Monday 25 November 2013

As some bulls turn to bears, others see more gains for stocks

While a number of bears have capitulated and now see stocks rising further, some bulls have flipped to the bear side. From Bloomberg today:

... BlackRock Inc.’s Laurence Fink and Doug Kass at Seabreeze Partners Management Inc. said this month that stocks were headed for losses after an almost uninterrupted rally that lifted the S&P 500 in one of its broadest advances on record...

“Traders and investors, strategists and pundits are now almost historically complacent,” Kass...said in a Nov. 12 Bloomberg Radio interview with Tom Keene and Michael McKee. “They’re glib.”

Kass has grown more bearish on the S&P 500 since he said a year ago that fears were overblown and called for the S&P 500 to rise to a record. “I have more than one foot out the door and I’m looking for short opportunities,” he said this month.

Stocks may decline as much as 15 percent because of political risks in China, Japan, France and the U.S., according to Fink, whose New York-based BlackRock is the world’s largest money manager with $4.1 trillion in assets. Last year Fink said he would invest all of his personal wealth in equities.

However, many other investment managers remain positive on stocks.

Craig Hodges, who runs one of the best-performing U.S. mutual funds, is preparing for the next leg of America’s almost five-year-old bull market...

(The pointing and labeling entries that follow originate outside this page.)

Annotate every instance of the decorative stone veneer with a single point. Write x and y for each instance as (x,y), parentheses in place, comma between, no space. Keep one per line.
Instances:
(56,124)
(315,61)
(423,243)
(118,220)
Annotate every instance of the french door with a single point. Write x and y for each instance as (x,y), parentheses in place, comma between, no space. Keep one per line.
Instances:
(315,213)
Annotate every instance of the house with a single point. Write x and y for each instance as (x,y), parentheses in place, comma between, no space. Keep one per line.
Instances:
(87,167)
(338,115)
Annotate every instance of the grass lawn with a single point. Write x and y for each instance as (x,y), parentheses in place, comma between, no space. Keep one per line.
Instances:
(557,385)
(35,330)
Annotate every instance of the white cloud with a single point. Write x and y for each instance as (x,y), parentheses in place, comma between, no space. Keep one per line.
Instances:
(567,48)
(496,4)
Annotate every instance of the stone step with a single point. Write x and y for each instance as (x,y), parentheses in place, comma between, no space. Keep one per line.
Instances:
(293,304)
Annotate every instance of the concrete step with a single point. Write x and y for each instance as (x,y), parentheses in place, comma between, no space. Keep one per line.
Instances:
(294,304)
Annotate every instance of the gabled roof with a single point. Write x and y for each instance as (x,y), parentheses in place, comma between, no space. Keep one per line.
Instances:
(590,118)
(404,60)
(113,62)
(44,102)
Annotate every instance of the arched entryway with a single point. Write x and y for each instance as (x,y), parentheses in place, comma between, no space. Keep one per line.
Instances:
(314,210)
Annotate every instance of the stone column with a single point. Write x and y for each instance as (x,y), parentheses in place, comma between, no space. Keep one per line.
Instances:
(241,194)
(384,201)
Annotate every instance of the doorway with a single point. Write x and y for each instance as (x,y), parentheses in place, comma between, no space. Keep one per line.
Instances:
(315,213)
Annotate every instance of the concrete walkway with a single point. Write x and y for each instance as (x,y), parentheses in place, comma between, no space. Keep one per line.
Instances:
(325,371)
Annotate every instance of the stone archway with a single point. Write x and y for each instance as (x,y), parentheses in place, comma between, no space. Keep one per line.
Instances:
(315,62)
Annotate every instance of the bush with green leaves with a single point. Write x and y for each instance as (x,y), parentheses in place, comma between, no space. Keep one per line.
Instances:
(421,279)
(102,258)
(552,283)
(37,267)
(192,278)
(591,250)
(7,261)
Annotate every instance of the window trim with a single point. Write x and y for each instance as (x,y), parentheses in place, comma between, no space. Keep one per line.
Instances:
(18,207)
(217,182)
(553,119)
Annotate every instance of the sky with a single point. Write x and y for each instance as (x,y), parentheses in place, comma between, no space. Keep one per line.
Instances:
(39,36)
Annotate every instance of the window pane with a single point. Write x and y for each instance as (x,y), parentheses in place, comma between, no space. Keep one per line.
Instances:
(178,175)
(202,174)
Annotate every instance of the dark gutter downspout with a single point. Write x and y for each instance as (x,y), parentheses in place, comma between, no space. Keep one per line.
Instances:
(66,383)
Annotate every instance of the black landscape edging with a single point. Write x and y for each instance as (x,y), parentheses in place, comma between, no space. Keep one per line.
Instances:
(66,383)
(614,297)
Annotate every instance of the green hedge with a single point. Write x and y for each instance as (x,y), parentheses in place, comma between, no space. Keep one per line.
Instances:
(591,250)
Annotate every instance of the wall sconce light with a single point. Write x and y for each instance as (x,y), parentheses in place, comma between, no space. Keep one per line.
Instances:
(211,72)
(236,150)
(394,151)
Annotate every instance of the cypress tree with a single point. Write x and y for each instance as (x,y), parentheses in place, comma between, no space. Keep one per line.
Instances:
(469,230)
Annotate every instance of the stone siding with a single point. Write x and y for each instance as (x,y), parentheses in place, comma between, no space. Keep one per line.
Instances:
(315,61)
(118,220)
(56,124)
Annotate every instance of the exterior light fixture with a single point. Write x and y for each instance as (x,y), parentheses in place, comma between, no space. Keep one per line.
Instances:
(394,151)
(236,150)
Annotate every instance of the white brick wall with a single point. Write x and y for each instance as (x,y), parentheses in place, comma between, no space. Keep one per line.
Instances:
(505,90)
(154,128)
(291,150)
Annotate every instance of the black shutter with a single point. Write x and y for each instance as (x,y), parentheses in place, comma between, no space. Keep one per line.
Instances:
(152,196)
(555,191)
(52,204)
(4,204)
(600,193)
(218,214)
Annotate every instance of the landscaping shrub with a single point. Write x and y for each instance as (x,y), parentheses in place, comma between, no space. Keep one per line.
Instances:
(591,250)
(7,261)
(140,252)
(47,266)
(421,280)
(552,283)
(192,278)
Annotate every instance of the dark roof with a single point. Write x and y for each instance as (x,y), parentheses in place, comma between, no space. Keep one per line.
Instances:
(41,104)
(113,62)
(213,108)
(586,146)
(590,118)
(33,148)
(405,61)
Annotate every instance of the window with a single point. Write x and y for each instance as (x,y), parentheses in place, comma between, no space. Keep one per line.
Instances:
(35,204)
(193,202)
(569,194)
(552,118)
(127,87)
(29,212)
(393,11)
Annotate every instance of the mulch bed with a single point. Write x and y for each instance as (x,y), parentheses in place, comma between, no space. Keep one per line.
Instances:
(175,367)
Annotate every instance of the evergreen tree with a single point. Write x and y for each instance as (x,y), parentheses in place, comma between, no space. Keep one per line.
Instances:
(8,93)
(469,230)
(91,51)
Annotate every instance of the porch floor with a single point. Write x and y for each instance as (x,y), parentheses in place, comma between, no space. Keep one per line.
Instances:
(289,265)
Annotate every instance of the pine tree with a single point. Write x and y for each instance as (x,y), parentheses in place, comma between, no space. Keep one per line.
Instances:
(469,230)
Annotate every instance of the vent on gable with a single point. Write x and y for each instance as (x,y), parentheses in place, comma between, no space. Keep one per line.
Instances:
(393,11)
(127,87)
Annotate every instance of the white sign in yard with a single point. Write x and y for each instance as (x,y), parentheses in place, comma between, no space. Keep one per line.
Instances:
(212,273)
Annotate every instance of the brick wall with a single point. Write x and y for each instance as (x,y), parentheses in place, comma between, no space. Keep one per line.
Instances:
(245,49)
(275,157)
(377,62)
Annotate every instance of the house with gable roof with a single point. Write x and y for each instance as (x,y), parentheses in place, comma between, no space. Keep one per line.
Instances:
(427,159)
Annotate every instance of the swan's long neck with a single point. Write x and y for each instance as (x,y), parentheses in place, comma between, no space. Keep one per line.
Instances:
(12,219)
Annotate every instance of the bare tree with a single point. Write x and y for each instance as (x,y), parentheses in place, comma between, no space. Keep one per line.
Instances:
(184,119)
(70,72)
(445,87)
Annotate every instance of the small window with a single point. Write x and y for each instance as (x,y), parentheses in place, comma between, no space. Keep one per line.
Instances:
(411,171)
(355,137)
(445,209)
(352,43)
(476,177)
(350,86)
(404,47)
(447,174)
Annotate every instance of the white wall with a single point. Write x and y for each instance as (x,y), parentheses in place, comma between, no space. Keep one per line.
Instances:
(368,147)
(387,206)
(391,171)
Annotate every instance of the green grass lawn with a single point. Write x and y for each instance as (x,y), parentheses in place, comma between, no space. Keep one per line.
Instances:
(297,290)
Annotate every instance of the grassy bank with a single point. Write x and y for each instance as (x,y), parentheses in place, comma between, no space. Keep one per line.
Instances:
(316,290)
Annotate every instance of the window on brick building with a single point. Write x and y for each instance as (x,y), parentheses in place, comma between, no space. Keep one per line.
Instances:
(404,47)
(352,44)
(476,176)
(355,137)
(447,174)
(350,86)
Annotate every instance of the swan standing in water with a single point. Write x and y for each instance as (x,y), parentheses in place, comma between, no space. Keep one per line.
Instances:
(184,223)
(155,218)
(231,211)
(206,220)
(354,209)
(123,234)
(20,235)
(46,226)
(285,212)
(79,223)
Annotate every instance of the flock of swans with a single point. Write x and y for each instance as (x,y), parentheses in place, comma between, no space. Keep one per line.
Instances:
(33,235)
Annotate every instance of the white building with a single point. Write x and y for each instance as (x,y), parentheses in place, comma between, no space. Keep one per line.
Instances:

“We’ve got another two or three years of a good stock market,” said Hodges, whose Dallas-based Hodges Fund is beating 99 percent of its peers with an increase of 55 percent...

To James Paulsen at Wells Capital Management Inc., the prospect of a tumble remains a longshot.

“Confidence is still barely average by historic standards,” the Minneapolis-based chief investment strategist at Wells Capital, which oversees about $340 billion, said in a phone interview...

“It’s still a buy-on-the-dips equity market,” Terry Sandven, chief equity strategist at U.S. Bank Wealth Management, said in a phone interview from Minneapolis...

“Retail investors are shifting into equities,” Lawrence Creatura, a Rochester, New York-based fund manager at Federated Investors Inc., which oversees $367 billion, said by phone. “It certainly bolsters the chance for stocks to continue to rise. It is a source of demand for shares”...

“There’s clearly a lot of suspicion and doubt in this bull market, and that in and of itself gives it further fuel,” Rich Weiss, the Mountain View, California-based senior portfolio manager for American Century Investment who helps oversee $130 billion, said by phone Nov. 21. “Not everybody is in. The level of exuberance can clearly grow.”